What: A 17-recommendation position paper on the European Commission's Digital Omnibus, covering the proposed GDPR and ePrivacy Directive amendments. The paper supports codification of the SRB v. EDPS pseudonymisation ruling, legitimate interest for AI systems, and harmonised DPIA lists. It calls for deletion of the centralised cookie management mechanism (Article 88b) and the six-month ban on re-requesting consent (Article 88a(4)), and recommends expanding the consent exemption list and strengthening European-level enforcement accountability.
When: The position paper was published on May 21, 2026. The Digital Omnibus package was introduced by the European Commission on November 19, 2025, and remains under legislative negotiation.
Where: The paper was published on the Alliance Digitale website, addressed to the European Parliament and Council as co-legislators. The Digital Omnibus proposals, if adopted, would apply across all 27 EU Member States and the broader European Economic Area.
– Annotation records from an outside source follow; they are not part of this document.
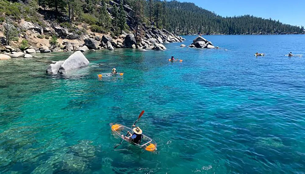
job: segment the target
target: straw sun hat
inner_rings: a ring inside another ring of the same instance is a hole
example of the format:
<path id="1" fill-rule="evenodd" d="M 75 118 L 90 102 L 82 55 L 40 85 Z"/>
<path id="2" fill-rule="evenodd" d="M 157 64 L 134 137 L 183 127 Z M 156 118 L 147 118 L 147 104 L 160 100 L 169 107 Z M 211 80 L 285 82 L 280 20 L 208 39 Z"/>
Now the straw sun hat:
<path id="1" fill-rule="evenodd" d="M 134 131 L 134 132 L 135 133 L 137 134 L 142 134 L 142 130 L 139 127 L 137 127 L 136 128 L 135 128 L 132 129 L 132 130 Z"/>

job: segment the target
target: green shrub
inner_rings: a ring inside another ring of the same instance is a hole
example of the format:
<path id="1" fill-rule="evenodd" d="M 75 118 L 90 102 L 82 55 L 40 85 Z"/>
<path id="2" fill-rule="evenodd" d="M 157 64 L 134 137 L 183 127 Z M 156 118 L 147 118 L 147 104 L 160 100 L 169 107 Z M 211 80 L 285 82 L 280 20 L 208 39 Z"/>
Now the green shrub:
<path id="1" fill-rule="evenodd" d="M 39 35 L 37 36 L 37 37 L 39 39 L 43 39 L 43 36 L 42 35 Z"/>
<path id="2" fill-rule="evenodd" d="M 84 13 L 82 16 L 83 20 L 86 23 L 90 25 L 95 24 L 98 21 L 97 18 L 88 13 Z"/>
<path id="3" fill-rule="evenodd" d="M 22 51 L 24 51 L 25 49 L 28 46 L 29 43 L 27 42 L 27 41 L 26 40 L 23 40 L 21 42 L 19 48 Z"/>
<path id="4" fill-rule="evenodd" d="M 51 39 L 49 41 L 49 43 L 52 47 L 57 46 L 58 45 L 57 37 L 55 36 L 52 36 Z"/>
<path id="5" fill-rule="evenodd" d="M 96 25 L 93 25 L 90 28 L 91 31 L 100 33 L 105 33 L 105 31 L 103 29 L 103 28 Z"/>

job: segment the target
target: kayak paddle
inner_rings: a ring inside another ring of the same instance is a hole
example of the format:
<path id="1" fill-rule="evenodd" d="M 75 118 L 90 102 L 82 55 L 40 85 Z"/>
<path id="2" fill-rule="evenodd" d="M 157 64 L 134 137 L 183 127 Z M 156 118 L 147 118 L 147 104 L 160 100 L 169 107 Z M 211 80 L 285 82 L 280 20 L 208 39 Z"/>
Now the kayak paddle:
<path id="1" fill-rule="evenodd" d="M 142 111 L 142 112 L 141 112 L 141 113 L 140 113 L 140 115 L 139 115 L 139 118 L 138 118 L 138 119 L 137 119 L 137 121 L 135 121 L 135 123 L 133 125 L 135 125 L 136 123 L 139 120 L 139 119 L 140 119 L 140 118 L 141 118 L 141 117 L 142 117 L 142 116 L 143 115 L 143 114 L 144 114 L 144 112 L 145 112 L 145 111 Z M 125 137 L 127 136 L 128 135 L 128 134 L 129 133 L 129 132 L 127 131 L 127 134 L 126 134 L 126 135 L 125 136 Z M 122 140 L 122 141 L 119 144 L 114 146 L 114 148 L 117 148 L 117 147 L 119 147 L 119 146 L 122 144 L 122 143 L 124 141 L 124 140 L 125 139 L 125 137 L 124 137 L 124 138 L 123 138 L 123 140 Z"/>

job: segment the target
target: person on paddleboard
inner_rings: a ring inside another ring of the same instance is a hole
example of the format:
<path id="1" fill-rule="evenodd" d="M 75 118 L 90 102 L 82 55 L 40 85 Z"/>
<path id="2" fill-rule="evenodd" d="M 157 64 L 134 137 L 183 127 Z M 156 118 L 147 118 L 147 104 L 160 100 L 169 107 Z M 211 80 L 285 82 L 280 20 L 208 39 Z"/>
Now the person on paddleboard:
<path id="1" fill-rule="evenodd" d="M 134 125 L 132 125 L 133 127 L 135 127 Z M 131 135 L 131 137 L 129 138 L 129 140 L 132 142 L 136 144 L 139 144 L 141 142 L 141 140 L 142 139 L 142 130 L 139 127 L 135 128 L 132 129 L 134 133 L 132 134 L 131 133 L 128 131 L 128 133 L 130 135 Z M 127 138 L 128 138 L 126 137 Z"/>

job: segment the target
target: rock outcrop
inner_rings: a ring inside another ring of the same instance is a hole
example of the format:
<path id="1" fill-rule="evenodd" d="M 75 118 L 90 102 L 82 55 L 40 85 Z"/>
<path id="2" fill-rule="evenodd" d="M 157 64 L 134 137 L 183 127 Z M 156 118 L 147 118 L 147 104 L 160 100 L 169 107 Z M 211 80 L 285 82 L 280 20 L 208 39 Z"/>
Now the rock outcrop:
<path id="1" fill-rule="evenodd" d="M 84 40 L 85 42 L 85 45 L 89 49 L 97 49 L 100 43 L 97 41 L 92 39 L 88 38 Z"/>
<path id="2" fill-rule="evenodd" d="M 42 46 L 39 48 L 39 51 L 40 53 L 50 53 L 51 50 L 50 50 L 49 47 L 46 46 Z"/>
<path id="3" fill-rule="evenodd" d="M 11 57 L 7 55 L 3 54 L 0 54 L 0 60 L 8 60 L 11 58 Z"/>
<path id="4" fill-rule="evenodd" d="M 12 57 L 12 58 L 23 57 L 23 56 L 24 56 L 25 54 L 22 52 L 17 52 L 16 53 L 14 53 L 13 54 L 11 55 L 11 57 Z"/>
<path id="5" fill-rule="evenodd" d="M 132 45 L 136 45 L 137 42 L 133 36 L 128 34 L 125 37 L 123 44 L 127 48 L 132 48 Z"/>
<path id="6" fill-rule="evenodd" d="M 166 48 L 162 44 L 156 43 L 155 44 L 154 46 L 152 48 L 152 49 L 157 51 L 165 50 L 166 49 Z"/>
<path id="7" fill-rule="evenodd" d="M 68 30 L 62 28 L 59 26 L 55 26 L 53 27 L 55 32 L 58 36 L 62 38 L 64 38 L 69 34 Z"/>
<path id="8" fill-rule="evenodd" d="M 198 48 L 215 48 L 212 42 L 209 42 L 201 36 L 199 36 L 194 39 L 193 43 L 189 46 L 188 47 L 191 48 L 196 47 Z"/>
<path id="9" fill-rule="evenodd" d="M 32 54 L 36 52 L 36 51 L 34 48 L 29 48 L 26 50 L 25 52 L 27 54 Z"/>
<path id="10" fill-rule="evenodd" d="M 104 43 L 106 43 L 107 42 L 111 42 L 112 41 L 112 38 L 109 36 L 104 35 L 102 38 L 102 40 Z"/>
<path id="11" fill-rule="evenodd" d="M 70 56 L 64 61 L 58 72 L 63 74 L 69 71 L 88 66 L 89 61 L 80 51 L 78 51 Z"/>
<path id="12" fill-rule="evenodd" d="M 87 46 L 85 45 L 84 45 L 81 47 L 80 47 L 79 48 L 77 48 L 76 49 L 77 51 L 80 51 L 82 52 L 84 52 L 85 51 L 87 51 L 89 50 L 89 49 L 87 47 Z"/>
<path id="13" fill-rule="evenodd" d="M 33 57 L 31 55 L 29 54 L 26 54 L 23 56 L 24 58 L 32 58 Z"/>

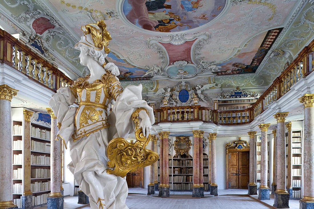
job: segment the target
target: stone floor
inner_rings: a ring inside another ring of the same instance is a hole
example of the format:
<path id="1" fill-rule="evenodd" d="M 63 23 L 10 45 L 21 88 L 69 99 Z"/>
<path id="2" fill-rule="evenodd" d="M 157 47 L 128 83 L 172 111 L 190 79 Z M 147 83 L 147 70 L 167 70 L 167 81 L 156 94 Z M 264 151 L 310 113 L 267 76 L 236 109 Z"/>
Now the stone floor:
<path id="1" fill-rule="evenodd" d="M 218 190 L 219 196 L 201 198 L 189 198 L 192 192 L 170 191 L 172 198 L 161 198 L 147 195 L 147 189 L 130 188 L 126 203 L 130 209 L 262 209 L 275 208 L 273 195 L 270 195 L 270 200 L 257 200 L 257 195 L 248 196 L 247 190 Z M 208 192 L 204 195 L 209 194 Z M 183 198 L 176 198 L 178 196 Z M 89 205 L 77 204 L 78 197 L 65 198 L 64 209 L 89 209 Z M 298 200 L 289 201 L 290 209 L 299 208 Z M 46 209 L 47 206 L 37 208 L 36 209 Z"/>

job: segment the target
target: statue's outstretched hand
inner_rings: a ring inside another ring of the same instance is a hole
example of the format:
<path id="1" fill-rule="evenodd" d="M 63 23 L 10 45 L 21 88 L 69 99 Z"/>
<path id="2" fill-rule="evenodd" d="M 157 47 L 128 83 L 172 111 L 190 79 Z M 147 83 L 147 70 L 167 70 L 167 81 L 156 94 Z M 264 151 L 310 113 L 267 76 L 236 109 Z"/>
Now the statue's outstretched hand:
<path id="1" fill-rule="evenodd" d="M 139 128 L 143 128 L 143 135 L 146 137 L 148 136 L 150 133 L 152 129 L 154 131 L 156 132 L 157 132 L 156 129 L 152 126 L 150 124 L 150 121 L 149 120 L 149 117 L 148 116 L 146 112 L 144 110 L 142 110 L 138 113 L 138 117 L 142 120 L 141 120 L 141 122 L 139 124 Z"/>

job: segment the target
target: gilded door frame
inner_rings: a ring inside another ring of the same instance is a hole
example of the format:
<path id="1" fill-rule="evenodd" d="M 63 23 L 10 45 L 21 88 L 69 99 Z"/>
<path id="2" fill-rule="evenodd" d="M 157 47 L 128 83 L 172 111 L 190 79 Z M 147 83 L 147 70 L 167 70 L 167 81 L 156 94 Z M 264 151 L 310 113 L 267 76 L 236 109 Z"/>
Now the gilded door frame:
<path id="1" fill-rule="evenodd" d="M 234 144 L 234 145 L 233 145 Z M 244 144 L 246 144 L 246 145 Z M 229 153 L 234 153 L 236 152 L 250 152 L 250 144 L 244 140 L 242 140 L 241 137 L 236 140 L 232 143 L 228 142 L 226 145 L 226 188 L 229 189 Z"/>

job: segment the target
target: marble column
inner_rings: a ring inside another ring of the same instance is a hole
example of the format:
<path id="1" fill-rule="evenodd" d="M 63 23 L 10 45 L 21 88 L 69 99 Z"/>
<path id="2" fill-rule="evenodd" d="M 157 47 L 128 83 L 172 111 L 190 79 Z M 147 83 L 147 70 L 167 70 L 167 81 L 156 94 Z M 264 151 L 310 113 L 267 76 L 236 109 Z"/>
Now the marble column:
<path id="1" fill-rule="evenodd" d="M 298 99 L 304 106 L 303 198 L 300 209 L 314 208 L 314 94 Z"/>
<path id="2" fill-rule="evenodd" d="M 210 140 L 211 179 L 210 194 L 218 196 L 218 186 L 216 178 L 216 137 L 217 133 L 209 134 L 208 139 Z"/>
<path id="3" fill-rule="evenodd" d="M 0 85 L 0 208 L 17 208 L 12 201 L 11 100 L 18 90 Z"/>
<path id="4" fill-rule="evenodd" d="M 63 196 L 60 190 L 60 141 L 57 140 L 58 131 L 57 117 L 52 110 L 46 108 L 51 117 L 51 138 L 50 144 L 50 187 L 51 192 L 47 198 L 47 209 L 63 209 Z"/>
<path id="5" fill-rule="evenodd" d="M 154 141 L 156 139 L 156 136 L 154 135 L 150 135 L 150 140 L 149 142 L 149 148 L 151 150 L 154 151 Z M 149 166 L 149 182 L 147 185 L 147 195 L 155 194 L 155 185 L 154 184 L 154 165 L 152 164 Z"/>
<path id="6" fill-rule="evenodd" d="M 272 131 L 273 135 L 274 137 L 274 147 L 273 149 L 273 183 L 272 183 L 272 194 L 275 194 L 275 191 L 277 188 L 277 185 L 276 184 L 276 147 L 277 142 L 277 138 L 276 138 L 276 133 L 277 131 L 273 130 Z"/>
<path id="7" fill-rule="evenodd" d="M 22 208 L 33 208 L 33 193 L 30 190 L 30 117 L 33 112 L 23 110 L 24 115 L 23 154 L 23 195 L 21 198 Z"/>
<path id="8" fill-rule="evenodd" d="M 159 135 L 159 181 L 160 183 L 158 187 L 159 193 L 158 196 L 161 196 L 162 193 L 163 186 L 164 185 L 164 161 L 163 160 L 164 156 L 164 139 L 163 134 L 162 132 L 158 133 Z"/>
<path id="9" fill-rule="evenodd" d="M 163 153 L 162 158 L 163 161 L 163 166 L 164 169 L 163 169 L 163 178 L 164 179 L 163 184 L 162 186 L 162 197 L 170 196 L 170 188 L 169 185 L 169 145 L 168 143 L 169 141 L 169 131 L 163 131 L 163 136 L 164 143 Z"/>
<path id="10" fill-rule="evenodd" d="M 258 125 L 262 132 L 261 139 L 261 185 L 258 188 L 258 199 L 270 200 L 269 188 L 267 185 L 268 162 L 267 158 L 267 130 L 270 123 Z"/>
<path id="11" fill-rule="evenodd" d="M 250 136 L 250 177 L 247 186 L 248 194 L 257 194 L 257 185 L 255 181 L 255 138 L 257 131 L 249 131 Z"/>
<path id="12" fill-rule="evenodd" d="M 278 112 L 273 116 L 277 120 L 277 162 L 276 182 L 273 206 L 278 208 L 289 208 L 289 193 L 286 190 L 286 141 L 284 121 L 289 112 Z"/>
<path id="13" fill-rule="evenodd" d="M 192 131 L 193 134 L 193 185 L 192 196 L 200 197 L 199 185 L 199 136 L 200 131 Z"/>
<path id="14" fill-rule="evenodd" d="M 157 141 L 158 138 L 155 136 L 154 140 L 154 151 L 157 152 Z M 158 191 L 158 161 L 154 163 L 154 185 L 155 185 L 154 190 Z"/>
<path id="15" fill-rule="evenodd" d="M 291 163 L 291 151 L 292 149 L 292 131 L 291 131 L 291 122 L 288 123 L 286 124 L 286 127 L 287 128 L 287 131 L 288 131 L 288 140 L 286 142 L 286 144 L 288 144 L 288 146 L 287 147 L 287 149 L 286 150 L 286 155 L 287 155 L 288 157 L 287 159 L 287 178 L 288 179 L 286 184 L 287 185 L 286 188 L 287 188 L 287 191 L 289 193 L 290 198 L 292 197 L 292 187 L 291 186 L 292 184 L 292 165 Z"/>
<path id="16" fill-rule="evenodd" d="M 204 131 L 198 132 L 198 153 L 199 157 L 199 190 L 200 195 L 201 197 L 204 197 L 204 184 L 203 184 L 203 136 Z"/>

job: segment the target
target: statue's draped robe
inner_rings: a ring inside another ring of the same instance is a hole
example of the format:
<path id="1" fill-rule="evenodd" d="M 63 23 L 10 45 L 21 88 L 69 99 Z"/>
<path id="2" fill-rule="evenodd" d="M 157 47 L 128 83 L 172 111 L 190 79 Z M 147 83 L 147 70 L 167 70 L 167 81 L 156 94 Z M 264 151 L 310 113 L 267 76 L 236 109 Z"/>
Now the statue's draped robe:
<path id="1" fill-rule="evenodd" d="M 106 172 L 107 147 L 111 139 L 126 138 L 134 132 L 131 115 L 137 108 L 147 110 L 154 123 L 153 109 L 142 99 L 141 84 L 129 85 L 122 92 L 118 80 L 109 71 L 92 83 L 87 82 L 88 78 L 79 78 L 52 95 L 49 105 L 62 123 L 57 138 L 65 145 L 70 142 L 72 162 L 68 167 L 89 196 L 91 208 L 98 209 L 99 200 L 107 209 L 128 208 L 126 178 Z M 77 99 L 78 108 L 69 106 Z M 116 99 L 109 114 L 110 103 Z"/>

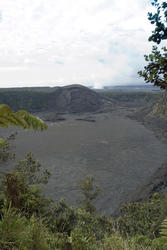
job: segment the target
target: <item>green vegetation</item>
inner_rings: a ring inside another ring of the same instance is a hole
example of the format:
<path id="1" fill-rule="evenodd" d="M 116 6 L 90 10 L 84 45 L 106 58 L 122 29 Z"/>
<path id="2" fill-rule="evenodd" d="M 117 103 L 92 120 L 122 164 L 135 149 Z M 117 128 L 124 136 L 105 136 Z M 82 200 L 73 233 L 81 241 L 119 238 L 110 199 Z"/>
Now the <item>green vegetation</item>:
<path id="1" fill-rule="evenodd" d="M 156 13 L 148 13 L 148 19 L 151 24 L 155 25 L 149 41 L 160 44 L 162 40 L 167 39 L 167 3 L 159 0 L 153 0 L 152 5 L 156 8 Z M 139 71 L 139 75 L 146 82 L 154 83 L 162 89 L 167 89 L 167 48 L 159 49 L 153 46 L 152 53 L 145 55 L 148 63 L 143 71 Z"/>
<path id="2" fill-rule="evenodd" d="M 9 151 L 10 147 L 6 149 Z M 97 213 L 100 189 L 92 177 L 82 180 L 81 207 L 56 202 L 41 192 L 48 170 L 29 153 L 3 174 L 0 187 L 0 249 L 166 249 L 167 198 L 124 204 L 117 217 Z"/>

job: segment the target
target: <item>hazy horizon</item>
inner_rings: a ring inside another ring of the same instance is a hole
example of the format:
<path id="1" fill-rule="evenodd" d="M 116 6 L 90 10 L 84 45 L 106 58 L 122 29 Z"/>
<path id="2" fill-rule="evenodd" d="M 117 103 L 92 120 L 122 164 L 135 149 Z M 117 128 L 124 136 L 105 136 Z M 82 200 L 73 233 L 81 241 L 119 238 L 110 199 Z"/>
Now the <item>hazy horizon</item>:
<path id="1" fill-rule="evenodd" d="M 140 84 L 148 11 L 150 0 L 2 1 L 0 87 Z"/>

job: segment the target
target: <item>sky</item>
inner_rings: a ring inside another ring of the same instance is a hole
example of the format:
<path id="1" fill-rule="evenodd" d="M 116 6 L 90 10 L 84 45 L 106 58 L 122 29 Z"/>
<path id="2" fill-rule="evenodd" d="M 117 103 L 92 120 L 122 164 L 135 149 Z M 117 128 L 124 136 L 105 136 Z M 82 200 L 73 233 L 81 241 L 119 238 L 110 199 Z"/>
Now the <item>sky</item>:
<path id="1" fill-rule="evenodd" d="M 149 0 L 0 0 L 0 87 L 139 84 Z"/>

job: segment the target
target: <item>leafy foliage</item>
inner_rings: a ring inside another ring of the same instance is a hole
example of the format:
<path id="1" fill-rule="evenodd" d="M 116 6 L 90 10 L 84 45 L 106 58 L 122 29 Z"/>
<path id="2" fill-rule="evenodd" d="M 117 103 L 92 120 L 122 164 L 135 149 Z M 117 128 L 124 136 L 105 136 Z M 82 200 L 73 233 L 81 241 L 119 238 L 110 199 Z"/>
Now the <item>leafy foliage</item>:
<path id="1" fill-rule="evenodd" d="M 146 235 L 154 238 L 159 235 L 159 225 L 163 217 L 162 202 L 158 197 L 146 202 L 123 205 L 116 221 L 117 230 L 124 237 Z"/>
<path id="2" fill-rule="evenodd" d="M 25 110 L 14 113 L 6 104 L 0 104 L 0 127 L 17 126 L 24 129 L 44 130 L 47 125 L 39 118 L 29 114 Z"/>
<path id="3" fill-rule="evenodd" d="M 162 40 L 167 39 L 167 3 L 154 0 L 152 5 L 156 8 L 156 13 L 148 13 L 148 19 L 151 24 L 155 25 L 149 41 L 160 44 Z M 163 47 L 158 50 L 157 46 L 153 46 L 152 53 L 145 55 L 148 63 L 143 71 L 139 71 L 139 75 L 146 82 L 154 83 L 162 89 L 167 89 L 167 48 Z"/>

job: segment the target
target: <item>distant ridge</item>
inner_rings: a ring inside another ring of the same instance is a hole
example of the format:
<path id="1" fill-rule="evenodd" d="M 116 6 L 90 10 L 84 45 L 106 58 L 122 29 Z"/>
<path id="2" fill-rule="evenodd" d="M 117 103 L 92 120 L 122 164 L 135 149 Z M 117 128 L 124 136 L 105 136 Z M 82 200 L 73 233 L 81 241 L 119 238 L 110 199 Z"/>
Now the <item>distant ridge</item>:
<path id="1" fill-rule="evenodd" d="M 94 112 L 106 103 L 104 97 L 82 85 L 0 89 L 0 103 L 14 111 L 83 113 Z"/>

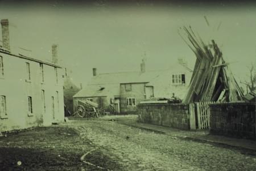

Why: Alliance Digitale argues that several provisions - particularly the browser-level centralised consent mechanism and the six-month consent re-request ban - would impose disproportionate technical and operational burdens on open-web publishers and smaller advertising actors, accelerate investment toward large walled garden platforms, and fail to meaningfully reduce user consent fatigue. The association frames regulatory simplification as a legitimate objective but contends the current draft text would produce new complexity rather than reduce existing fragmentation.